Le 1er mars, un arrêté au Journal Officiel créait la nouvelle Direction de l’Industrie de défense (DID), une entité de plus de 600 personnes avec à sa tête Alexandre Lahousse, un ancien de la DGA et aussi représentant de l’Etat au CA de Safran.
Ce nouveau bureau proposera/imposera des audits de performances industrielles pour booster la productivité des boites afin qu’elles arretent de perdre des contrats au profit d’entreprises étrangères qui travaillent plus vite.
Question recrutement, il a recemment convaincu France Travail d’ouvrir de manière privilégiée ses agences aux acteurs de la BITD pendant 15 jours.
On note aussi la mention, en toute fin d’article de cet énigmatique « réseau d’attachés de défense » censé travailler en « étroite collaboration avec les préfectures » et faciliter l’accés aux financements en région
.
On connaissait les attachés de défense déployés dans le monde entier et chargés de décrocher des contrats de ventes d’armes et d’alliances géopolitiques. Serait-ce un nouveau maillage à l’echelle des départements français pour « motiver » de plus près les entreprises françaises ?
A suivre ...

- En tout cas, des fois ce sont les entreprises qui viennent se vanter de leur réussite, comme par exemple le 11 avril dernier à Saint-Étienne. On n’a pas pu gouter le champagne, la prochaine fois on s’invite ?

Pour rappel Naval Group, c’est l’entreprise française qui fabrique les SNLE : sous-marins nucléaires lanceurs d’engins. Des sous-marins à propulsion nucléaire qui lancent des « engins », engin étant le joli euphémisme pour dire « missile balistique », le terme qui lui-même désigne le missile sur lequel on peut ajouter une ou plusieurs « charges » (=bombes) nucléaires. Pas simple de détricoter la novlangue hein ?

- Si vous voulez voir les meilleurs résultats de toutes ces initiatives, sachez qu’elles ne se cantonnent pas qu’à la France. Comme chaque année, Paris accueille le salon EuroSatory, un des plus gros salon de l’armement au monde. Cette année il aura lieu du 17 juin au 21 juin. Evidemment, Israel ne manquera d’y exposer ses joujous. Une campagne est en cours pour dénoncer leur participation.

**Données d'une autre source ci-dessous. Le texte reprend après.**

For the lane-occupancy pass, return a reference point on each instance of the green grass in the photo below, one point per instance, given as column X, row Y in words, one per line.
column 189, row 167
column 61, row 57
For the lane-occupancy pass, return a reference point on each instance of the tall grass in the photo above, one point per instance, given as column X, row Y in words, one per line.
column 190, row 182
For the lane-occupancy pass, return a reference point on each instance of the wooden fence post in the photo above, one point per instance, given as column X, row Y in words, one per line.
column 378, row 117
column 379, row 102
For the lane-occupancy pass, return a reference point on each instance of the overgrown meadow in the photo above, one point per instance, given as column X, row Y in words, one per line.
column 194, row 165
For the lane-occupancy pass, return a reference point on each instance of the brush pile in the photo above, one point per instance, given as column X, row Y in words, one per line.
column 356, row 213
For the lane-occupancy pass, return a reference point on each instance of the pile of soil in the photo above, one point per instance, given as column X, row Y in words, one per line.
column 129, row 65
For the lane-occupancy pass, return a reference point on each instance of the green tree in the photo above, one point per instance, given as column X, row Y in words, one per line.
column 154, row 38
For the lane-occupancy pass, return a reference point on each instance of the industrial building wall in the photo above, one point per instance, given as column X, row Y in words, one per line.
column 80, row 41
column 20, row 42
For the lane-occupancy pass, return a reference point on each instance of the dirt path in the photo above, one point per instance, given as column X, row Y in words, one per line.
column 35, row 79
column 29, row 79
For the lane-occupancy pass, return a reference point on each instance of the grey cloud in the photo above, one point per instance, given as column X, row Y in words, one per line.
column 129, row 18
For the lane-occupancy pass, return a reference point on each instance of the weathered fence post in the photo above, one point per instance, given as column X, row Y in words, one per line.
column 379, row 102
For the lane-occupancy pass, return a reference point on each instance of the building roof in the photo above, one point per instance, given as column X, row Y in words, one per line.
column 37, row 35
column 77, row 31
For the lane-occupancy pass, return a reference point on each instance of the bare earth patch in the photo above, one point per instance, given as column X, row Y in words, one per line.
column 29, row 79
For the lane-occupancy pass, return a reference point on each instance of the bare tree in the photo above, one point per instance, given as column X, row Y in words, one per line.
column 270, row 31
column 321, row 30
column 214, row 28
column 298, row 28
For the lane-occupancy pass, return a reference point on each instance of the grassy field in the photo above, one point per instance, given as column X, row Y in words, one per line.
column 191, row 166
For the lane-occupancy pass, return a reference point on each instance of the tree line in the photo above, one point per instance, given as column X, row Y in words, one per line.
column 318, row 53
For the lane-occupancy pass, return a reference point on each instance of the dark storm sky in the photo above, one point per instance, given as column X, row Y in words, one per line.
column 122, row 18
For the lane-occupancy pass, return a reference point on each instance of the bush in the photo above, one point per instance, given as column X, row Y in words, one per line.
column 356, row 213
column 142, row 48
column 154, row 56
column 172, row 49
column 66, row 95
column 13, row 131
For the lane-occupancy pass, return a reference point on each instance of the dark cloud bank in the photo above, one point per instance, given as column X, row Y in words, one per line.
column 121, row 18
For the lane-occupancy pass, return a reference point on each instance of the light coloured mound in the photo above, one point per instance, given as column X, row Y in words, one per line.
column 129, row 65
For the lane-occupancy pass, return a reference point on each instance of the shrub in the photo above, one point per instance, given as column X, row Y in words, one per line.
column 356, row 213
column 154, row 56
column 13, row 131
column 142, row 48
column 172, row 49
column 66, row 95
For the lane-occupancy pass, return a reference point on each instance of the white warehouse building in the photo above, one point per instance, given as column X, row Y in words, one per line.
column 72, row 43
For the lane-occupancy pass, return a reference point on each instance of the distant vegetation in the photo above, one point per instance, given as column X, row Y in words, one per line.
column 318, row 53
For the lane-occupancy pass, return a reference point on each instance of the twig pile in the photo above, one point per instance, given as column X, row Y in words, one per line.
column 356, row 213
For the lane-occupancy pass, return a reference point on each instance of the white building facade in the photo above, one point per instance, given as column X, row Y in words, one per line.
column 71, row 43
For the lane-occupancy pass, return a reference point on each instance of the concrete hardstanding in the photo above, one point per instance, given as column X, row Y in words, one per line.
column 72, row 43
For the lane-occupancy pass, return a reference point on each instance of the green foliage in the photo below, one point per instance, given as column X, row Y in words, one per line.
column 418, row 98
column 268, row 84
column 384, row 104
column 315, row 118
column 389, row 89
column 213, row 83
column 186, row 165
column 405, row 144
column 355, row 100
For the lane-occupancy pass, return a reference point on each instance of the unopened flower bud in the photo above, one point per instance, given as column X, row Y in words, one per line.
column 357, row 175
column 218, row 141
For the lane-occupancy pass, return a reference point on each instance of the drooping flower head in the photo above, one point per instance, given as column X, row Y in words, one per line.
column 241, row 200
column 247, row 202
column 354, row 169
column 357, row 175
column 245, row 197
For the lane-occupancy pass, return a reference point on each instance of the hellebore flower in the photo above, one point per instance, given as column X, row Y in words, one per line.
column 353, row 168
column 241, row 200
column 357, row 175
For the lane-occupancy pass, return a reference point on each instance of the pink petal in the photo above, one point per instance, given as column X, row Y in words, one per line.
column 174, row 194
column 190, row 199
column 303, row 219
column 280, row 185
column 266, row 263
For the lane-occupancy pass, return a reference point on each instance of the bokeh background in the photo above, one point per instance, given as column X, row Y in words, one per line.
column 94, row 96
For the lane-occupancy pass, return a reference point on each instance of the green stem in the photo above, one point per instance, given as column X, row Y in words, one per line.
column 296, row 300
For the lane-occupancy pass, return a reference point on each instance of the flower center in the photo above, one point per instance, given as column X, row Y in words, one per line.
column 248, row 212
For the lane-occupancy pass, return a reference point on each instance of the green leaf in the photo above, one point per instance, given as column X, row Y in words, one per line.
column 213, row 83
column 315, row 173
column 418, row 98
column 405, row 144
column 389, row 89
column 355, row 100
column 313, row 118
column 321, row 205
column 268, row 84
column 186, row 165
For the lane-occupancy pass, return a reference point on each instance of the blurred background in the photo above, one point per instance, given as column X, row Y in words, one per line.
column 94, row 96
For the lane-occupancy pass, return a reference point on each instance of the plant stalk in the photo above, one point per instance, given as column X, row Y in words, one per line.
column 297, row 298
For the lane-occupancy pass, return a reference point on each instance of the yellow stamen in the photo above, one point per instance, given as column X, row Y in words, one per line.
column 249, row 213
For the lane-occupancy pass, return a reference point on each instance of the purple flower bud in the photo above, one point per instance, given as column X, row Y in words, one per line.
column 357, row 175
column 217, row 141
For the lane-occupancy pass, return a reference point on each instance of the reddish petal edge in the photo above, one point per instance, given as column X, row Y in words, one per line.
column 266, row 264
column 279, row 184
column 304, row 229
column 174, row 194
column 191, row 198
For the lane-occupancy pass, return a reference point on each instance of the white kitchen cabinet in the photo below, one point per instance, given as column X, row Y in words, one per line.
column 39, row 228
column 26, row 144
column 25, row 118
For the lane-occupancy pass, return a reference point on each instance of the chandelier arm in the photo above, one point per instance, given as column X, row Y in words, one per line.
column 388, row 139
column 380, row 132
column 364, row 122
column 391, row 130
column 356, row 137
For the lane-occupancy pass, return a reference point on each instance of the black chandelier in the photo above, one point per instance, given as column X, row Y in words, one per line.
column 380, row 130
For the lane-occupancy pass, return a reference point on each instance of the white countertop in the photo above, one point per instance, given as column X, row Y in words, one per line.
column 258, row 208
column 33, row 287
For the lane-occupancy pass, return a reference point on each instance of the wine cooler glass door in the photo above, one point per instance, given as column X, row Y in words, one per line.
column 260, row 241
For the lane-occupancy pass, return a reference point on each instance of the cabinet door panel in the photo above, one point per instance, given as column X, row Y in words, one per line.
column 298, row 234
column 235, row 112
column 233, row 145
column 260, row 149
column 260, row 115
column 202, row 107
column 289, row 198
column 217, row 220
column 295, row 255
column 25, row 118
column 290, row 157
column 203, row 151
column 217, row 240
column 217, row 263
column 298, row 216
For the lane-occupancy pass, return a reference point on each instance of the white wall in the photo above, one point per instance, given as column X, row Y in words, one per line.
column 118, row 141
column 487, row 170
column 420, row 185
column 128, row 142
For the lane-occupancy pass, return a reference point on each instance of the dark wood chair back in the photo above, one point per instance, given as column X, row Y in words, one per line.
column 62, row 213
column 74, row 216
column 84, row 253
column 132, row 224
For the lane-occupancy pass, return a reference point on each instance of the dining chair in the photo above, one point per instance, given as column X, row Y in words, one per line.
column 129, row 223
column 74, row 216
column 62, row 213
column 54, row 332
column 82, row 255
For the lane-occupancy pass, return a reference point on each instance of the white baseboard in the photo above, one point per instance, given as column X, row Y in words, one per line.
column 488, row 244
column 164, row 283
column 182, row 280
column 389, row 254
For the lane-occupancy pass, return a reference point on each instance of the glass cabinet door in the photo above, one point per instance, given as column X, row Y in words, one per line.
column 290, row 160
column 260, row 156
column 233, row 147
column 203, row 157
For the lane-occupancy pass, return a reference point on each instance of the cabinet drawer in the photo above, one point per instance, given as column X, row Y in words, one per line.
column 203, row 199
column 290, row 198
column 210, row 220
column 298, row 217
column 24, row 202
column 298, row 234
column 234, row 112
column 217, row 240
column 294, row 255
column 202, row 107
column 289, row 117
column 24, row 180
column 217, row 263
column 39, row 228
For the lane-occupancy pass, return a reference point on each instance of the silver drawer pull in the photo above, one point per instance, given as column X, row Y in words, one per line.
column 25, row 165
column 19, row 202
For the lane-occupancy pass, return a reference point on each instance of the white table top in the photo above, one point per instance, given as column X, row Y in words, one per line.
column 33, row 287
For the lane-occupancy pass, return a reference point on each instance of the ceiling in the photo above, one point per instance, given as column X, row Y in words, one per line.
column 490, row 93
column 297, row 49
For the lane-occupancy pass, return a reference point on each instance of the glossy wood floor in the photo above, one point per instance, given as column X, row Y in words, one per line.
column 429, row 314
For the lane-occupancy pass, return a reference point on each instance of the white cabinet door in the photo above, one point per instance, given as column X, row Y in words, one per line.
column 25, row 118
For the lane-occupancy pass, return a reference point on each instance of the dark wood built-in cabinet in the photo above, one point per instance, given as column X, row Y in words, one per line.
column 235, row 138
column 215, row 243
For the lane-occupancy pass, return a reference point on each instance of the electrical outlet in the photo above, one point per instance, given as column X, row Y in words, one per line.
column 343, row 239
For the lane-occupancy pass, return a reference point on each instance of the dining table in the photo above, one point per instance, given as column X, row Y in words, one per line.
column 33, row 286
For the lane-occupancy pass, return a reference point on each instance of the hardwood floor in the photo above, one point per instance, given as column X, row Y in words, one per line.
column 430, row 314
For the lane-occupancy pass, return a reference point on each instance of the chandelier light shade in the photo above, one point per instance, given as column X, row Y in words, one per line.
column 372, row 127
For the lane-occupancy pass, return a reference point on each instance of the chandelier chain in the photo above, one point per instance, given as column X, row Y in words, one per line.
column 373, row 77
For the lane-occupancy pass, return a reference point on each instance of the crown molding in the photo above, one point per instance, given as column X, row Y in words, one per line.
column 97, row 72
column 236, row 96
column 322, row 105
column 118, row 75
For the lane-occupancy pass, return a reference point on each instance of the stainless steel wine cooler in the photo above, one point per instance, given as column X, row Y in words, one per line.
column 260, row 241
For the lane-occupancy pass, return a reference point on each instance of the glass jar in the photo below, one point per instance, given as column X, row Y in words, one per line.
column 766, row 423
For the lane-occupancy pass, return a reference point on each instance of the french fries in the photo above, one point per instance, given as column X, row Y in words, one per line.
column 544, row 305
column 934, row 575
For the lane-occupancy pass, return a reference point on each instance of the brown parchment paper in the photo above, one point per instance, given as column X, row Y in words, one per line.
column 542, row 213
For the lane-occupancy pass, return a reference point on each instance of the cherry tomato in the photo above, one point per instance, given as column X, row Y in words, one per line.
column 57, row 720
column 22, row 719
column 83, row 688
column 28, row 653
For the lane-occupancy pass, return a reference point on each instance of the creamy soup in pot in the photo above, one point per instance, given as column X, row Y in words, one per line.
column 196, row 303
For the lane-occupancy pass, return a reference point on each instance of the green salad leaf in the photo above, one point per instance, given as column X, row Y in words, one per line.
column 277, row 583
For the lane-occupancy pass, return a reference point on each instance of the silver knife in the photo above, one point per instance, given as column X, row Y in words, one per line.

- On le voit, il y a d’un côté le profit, l’activité économique en elle-même, de l’autre le volontarisme de l’Etat-Major et aussi... la loi. On n’a pas très bien compris le décret du 28 mars 2024 portant sur la réquisition, le site vie-publique.fr nous en dit un peu plus avec toute la froideur bureaucratique quon lui connait :

Les réquisitions de personnes ou d’entreprises doivent faire l’objet d’un décret en Conseil des ministres. Le décret du 28 mars 2024 sur la sécurité des approvisionnements des forces armées et des formations rattachées, publié le 29 mars 2024 au Journal officiel fixe les conditions des réquisitions et de priorisation. Le ministre des armées peut ordonner :

la constitution d’un stock minimal de matières, de composants, de pièces de rechange ou de produits semi-finis stratégiques par des entreprises titulaires d’une autorisation de fabrication et de commerce de matériels de guerre, d’armes, de munitions et de leurs éléments des catégories A et B ;
la réalisation en priorité sur d’autre contrat ou marché de défense, de certaines prestations ou obligations par des entreprises ayant conclu avec elle un marché de défense et de sécurité, par celles ayant passé un contrat avec une organisation internationale ou avec un État tiers ou par leurs sous-contractants de tous niveaux.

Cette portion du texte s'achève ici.